The latest New Yorker has a brilliant review by James Wood of God’s Secretaries: The Making of the King James Bible by Adam Nicolson that not only makes me want to read the book but introduces me to a fine word and a fine poem. The word comes about halfway through, as Wood is discussing King James’s desire to “elide doctrinal differences”; he quotes Nicolson as follows: “This is the heart of the new Bible as an irenicon… an organism that absorbed and integrated difference, that included ambiguity and by doing so established peace. It is the central mechanism of the translation, one of immense lexical subtlety, a deliberate carrying of multiple meanings beneath the surface of a single text.” The OED defines “irenicon” (or, in the older spelling, “eirenicon”) as “a proposal designed to promote peace, esp. in a church or between churches; a message of peace”; I like the word, and the way Nicolson defines it in context, very much.

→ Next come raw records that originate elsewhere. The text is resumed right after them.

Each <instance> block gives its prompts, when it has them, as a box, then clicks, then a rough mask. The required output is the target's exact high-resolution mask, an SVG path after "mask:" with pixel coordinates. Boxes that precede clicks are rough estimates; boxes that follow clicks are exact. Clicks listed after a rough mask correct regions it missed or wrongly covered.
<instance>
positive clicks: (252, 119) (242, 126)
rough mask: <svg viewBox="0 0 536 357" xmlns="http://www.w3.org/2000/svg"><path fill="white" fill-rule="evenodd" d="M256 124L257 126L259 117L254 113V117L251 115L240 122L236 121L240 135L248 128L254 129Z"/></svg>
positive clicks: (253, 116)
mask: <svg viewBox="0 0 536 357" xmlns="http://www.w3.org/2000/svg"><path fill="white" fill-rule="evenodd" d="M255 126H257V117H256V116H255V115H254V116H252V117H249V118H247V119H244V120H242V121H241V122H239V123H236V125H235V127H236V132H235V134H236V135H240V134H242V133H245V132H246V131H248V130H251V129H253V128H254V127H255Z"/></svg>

The poem comes earlier in the review, as Wood is tracing the line of influence of the King James Bible in some surprising places, like Philip Larkin, “an English poet of decidedly secular leanings.” I’ve never been a big fan of Larkin’s (apart from everybody’s pitch-black favorite, “This Be The Verse“), but the poem Wood quotes to illustrate Biblical echoes, “Cut Grass,” is a gorgeous little lyric:

Cut grass lies frail:
Brief is the breath
Mown stalks exhale.
Long, long the death

It dies in the white hours
Of young-leafed June
With chestnut flowers,
With hedges snowlike strewn,

White lilac bowed,
Lost lanes of Queen Anne’s lace,
And that high-builded cloud
Moving at summer’s pace.

Aside from these incidental pleasures, the review provides one of the best concise summaries I’ve seen of exactly why the KJB is so great and will never be replaced:

The Hebrew texts in particular feature what have been called “key-words,” words or phrases repeated and subtly modified in a passage, as a kind of threaded meaning. The English translators were sensitive watchers of these words, and the King James Bible is considered superlative for the pursuit of such threads. The scholars Robert Alter and Gerald Hammond have discussed the technique as it appears in II Samuel 3, in which the phrase “and he went in peace” undergoes a series of variations analogous to those of the original Hebrew:

And David sent Abner away; and he went in peace. And behold, the servants of David and Joab came from pursuing a troop, and brought in a great spoil with them: but Abner was not with David in Hebron; for he had sent him away, and he was gone in peace. When Joab and all the host that was with him were come, they told Joab, saying, Abner the son of Ner came to the king and he hath sent him away, and he is gone in peace. Then Joab came to the king, and said, What hast thou done? Behold, Abner came unto thee; why is it that thou hast sent him away, and he is quite gone?

Hammond notes that later versions of this passage, like the Jerusalem Bible and the New English Bible, smother the effect by varying their translations of the key-phrase too drastically.

Wood discusses the use of repetition further, then sums up: “So there is a one-word answer to the question of what the translators got right. It is music.” Amen.

(You can read the first few paragraphs of the book here.)

THE LEADSET WEBSITE.

A glorious rant by Paul Ford on Ftrain, all about printed books and colophons and monkey grunts and McSweeney’s abuse of ligatures. Many thanks to wood s lot for the link.